= Hulda Jakobsdóttir =

Icelandic mayor

Hulda Dóra Jakobsdóttir (1911 – 1998) was the first woman in Iceland to become a mayor. She served as mayor of Kópavogur from 1957 to 1962, where she actively influenced the town's development. In the 1970 elections, she was elected as a councillor for the Union of Liberals and Leftists, serving until 1974.

==Biography==
Born in Reykjavík on 21 October 1911, Hulda Dóra Jakobsdóttir was the daughter of the engineer Jakob Guðjón Bjarnason and his wife Guðrún Sesselja Ármannsdóttir. She was the eldest of five siblings. After completing high school in Reykjavík, she studied at the University of Iceland where she earned a master's degree (cand.phil.) in 1932.

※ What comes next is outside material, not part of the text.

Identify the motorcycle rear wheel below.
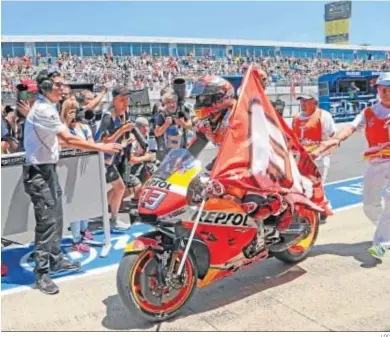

In 1938, she married Finnbogi Rútur Valdimarsson. Two years later they moved to Marbakki in Kópavogur where they raised five children. Both she and her husband became involved in the administrative affairs of Kópavogur which gained the status of a town in 1955. Hulda was elected mayor on 4 June 1957 and remained in office until 1962. She was the first woman in Iceland to become a mayor. Under her leadership, the town developed considerably with a school, Kópavogskirkja church, social centre and swimming pool. She also served as a local representative in Kópavogur from 1970 to 1974.

For her services to local government, she was honoured with the Order of the Falcon in 1994. She died at Marbakki on 31 October 1998.